3. The method for preparing collagen fibers with mesoscale aggregates as structural units for biomedical materials according to claim 1, characterized in that: The fiber preparation equipment in step (3) includes an injection pump, a syringe, a coagulation bath, a gradient dehydration bath series device, and a stretching and collecting device; In step (3), the collagen fibers are obtained by spinning, including: a. Preparation of spinning solution: The collagen aggregates with mesoscopic scale obtained in step (2) are dispersed in a 0.3~0.5 v / v% acetic acid aqueous solution or a 0.05~0.1wt% hydrochloric acid aqueous solution, wherein the mass fraction of collagen aggregates is 1.5~1.8wt%, and the ambient temperature of the spinning solution is 4~10℃; b. Extrusion of spinning solution: Place the spinning solution in a syringe, fix the syringe in the injection pump, and extrude the spinning solution; c. Coagulation of spinning solution: The extruded spinning solution is placed in a coagulation bath. The coagulation bath liquid is a 0.5~2wt% sodium bicarbonate aqueous solution, and the coagulation time is 1~3h. d. Dehydration treatment: The extruded fibers are placed in isopropanol and anhydrous ethanol for gradual dehydration. After the solvents evaporate, the collagen fibers are collected.
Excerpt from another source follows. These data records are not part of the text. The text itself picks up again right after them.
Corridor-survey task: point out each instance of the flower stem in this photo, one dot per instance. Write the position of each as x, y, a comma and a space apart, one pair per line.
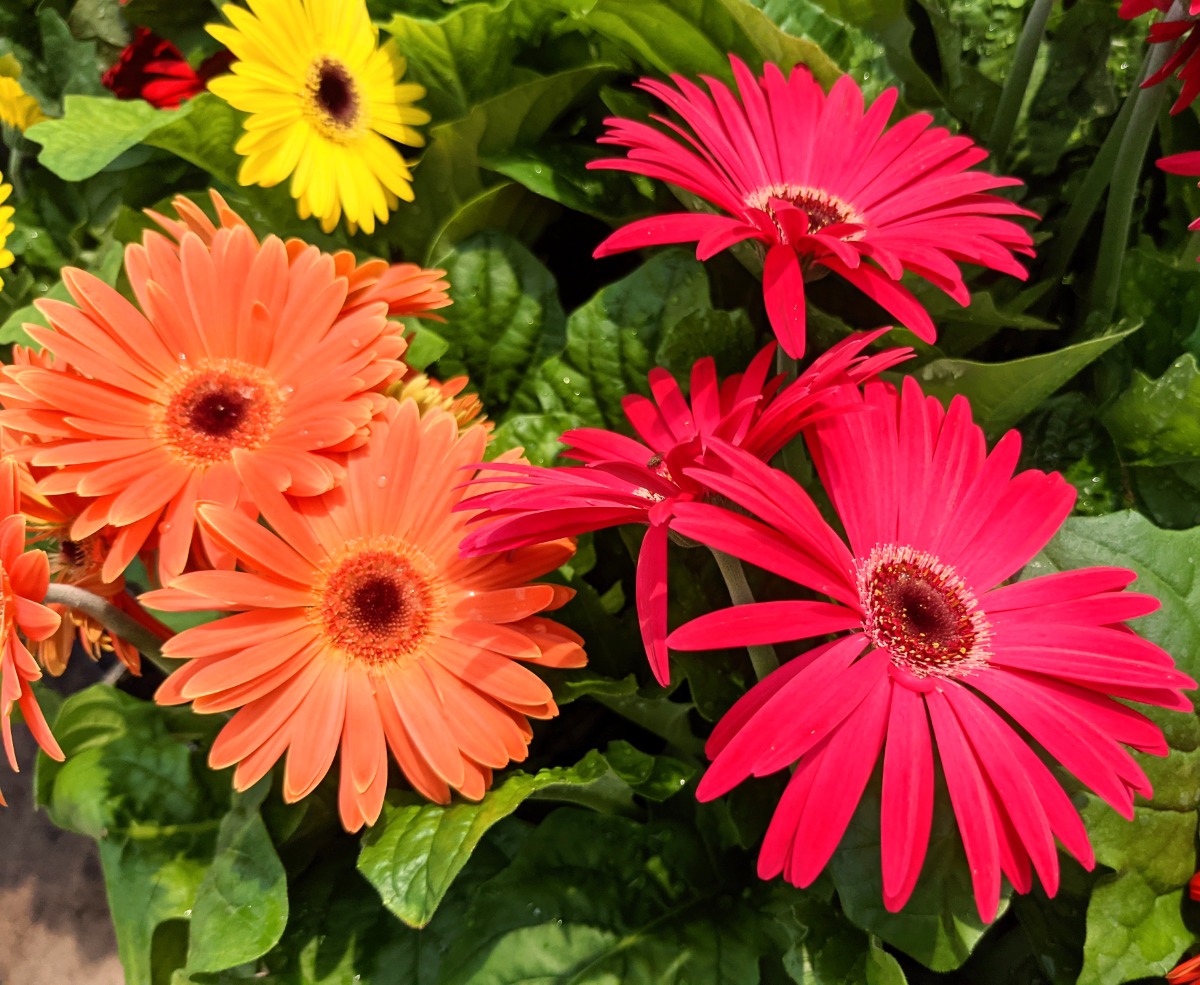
762, 656
112, 618
1012, 96
1126, 174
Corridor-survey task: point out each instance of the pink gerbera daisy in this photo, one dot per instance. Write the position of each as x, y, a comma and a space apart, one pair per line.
942, 662
624, 480
822, 186
1180, 30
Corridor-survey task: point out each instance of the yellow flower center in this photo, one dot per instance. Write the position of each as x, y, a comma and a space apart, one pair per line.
922, 612
215, 408
333, 102
379, 601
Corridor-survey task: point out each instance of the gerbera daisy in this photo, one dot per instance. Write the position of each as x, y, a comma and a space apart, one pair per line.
6, 227
999, 672
324, 102
24, 577
1182, 61
361, 629
240, 362
822, 186
408, 289
18, 109
624, 480
151, 68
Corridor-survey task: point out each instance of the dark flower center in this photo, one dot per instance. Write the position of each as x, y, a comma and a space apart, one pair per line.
921, 612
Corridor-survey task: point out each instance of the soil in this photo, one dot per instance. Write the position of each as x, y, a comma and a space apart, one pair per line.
54, 923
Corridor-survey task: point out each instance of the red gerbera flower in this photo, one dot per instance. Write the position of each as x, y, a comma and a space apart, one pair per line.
359, 629
624, 480
24, 577
935, 526
1182, 61
822, 186
151, 68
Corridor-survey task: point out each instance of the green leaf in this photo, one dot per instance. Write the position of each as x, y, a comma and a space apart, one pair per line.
1134, 922
95, 131
418, 848
135, 779
599, 900
1157, 421
1003, 392
203, 137
697, 36
449, 174
940, 925
612, 338
504, 317
241, 906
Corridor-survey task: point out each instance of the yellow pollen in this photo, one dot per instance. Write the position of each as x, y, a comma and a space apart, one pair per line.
822, 208
922, 612
208, 412
379, 601
334, 103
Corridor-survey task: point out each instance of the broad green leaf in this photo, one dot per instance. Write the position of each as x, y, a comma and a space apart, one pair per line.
597, 900
418, 848
696, 36
940, 925
611, 341
1001, 394
1157, 421
505, 314
135, 780
449, 173
1134, 924
95, 131
204, 137
241, 906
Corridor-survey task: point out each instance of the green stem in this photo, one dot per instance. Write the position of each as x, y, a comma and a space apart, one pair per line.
1012, 96
1126, 174
762, 656
112, 618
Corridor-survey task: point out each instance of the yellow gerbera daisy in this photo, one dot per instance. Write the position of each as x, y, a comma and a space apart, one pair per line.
324, 103
6, 227
17, 107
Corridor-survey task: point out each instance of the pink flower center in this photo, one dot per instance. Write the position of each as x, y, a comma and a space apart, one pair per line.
922, 612
822, 208
379, 601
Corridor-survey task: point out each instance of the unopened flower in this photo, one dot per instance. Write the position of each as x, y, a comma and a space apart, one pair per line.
939, 658
823, 186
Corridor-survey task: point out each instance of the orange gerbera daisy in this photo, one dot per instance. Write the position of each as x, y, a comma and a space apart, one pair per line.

4. The method for preparing collagen fibers with mesoscale aggregates as structural units for biomedical materials according to claim 2, characterized in that: The centrifugal washing involves multiple centrifugal washings, with 5 to 8 washes performed at a centrifuge speed of 1000 to 1200 rpm. Specifically, the supernatant from each centrifugation is poured out and replaced with a suitable volume of deionized water, i.e., the sample and water volume does not exceed 2 / 3 of the volume of the centrifuge tube or flask, and the operation is repeated.
5. The method for preparing collagen fibers with mesoscale aggregates as structural units for biomedical materials according to claim 3, characterized in that: The extrusion of the spinning solution uses a syringe needle of 19-22G and an injection pump with a linear speed of 3-5 ml / min.
6. The method for preparing collagen fibers with mesoscale aggregates as structural units for biomedical materials according to claim 3, characterized in that: The coagulation bath is a rotary tank with a rotary partition plate in the middle.
7. The method for preparing collagen fibers with mesoscale aggregates as structural units for biomedical materials according to any one of claims 1 to 6, characterized in that: The collagen fibers also include a traction and collection process, and a twisting process to form strands of the required length and dimensions.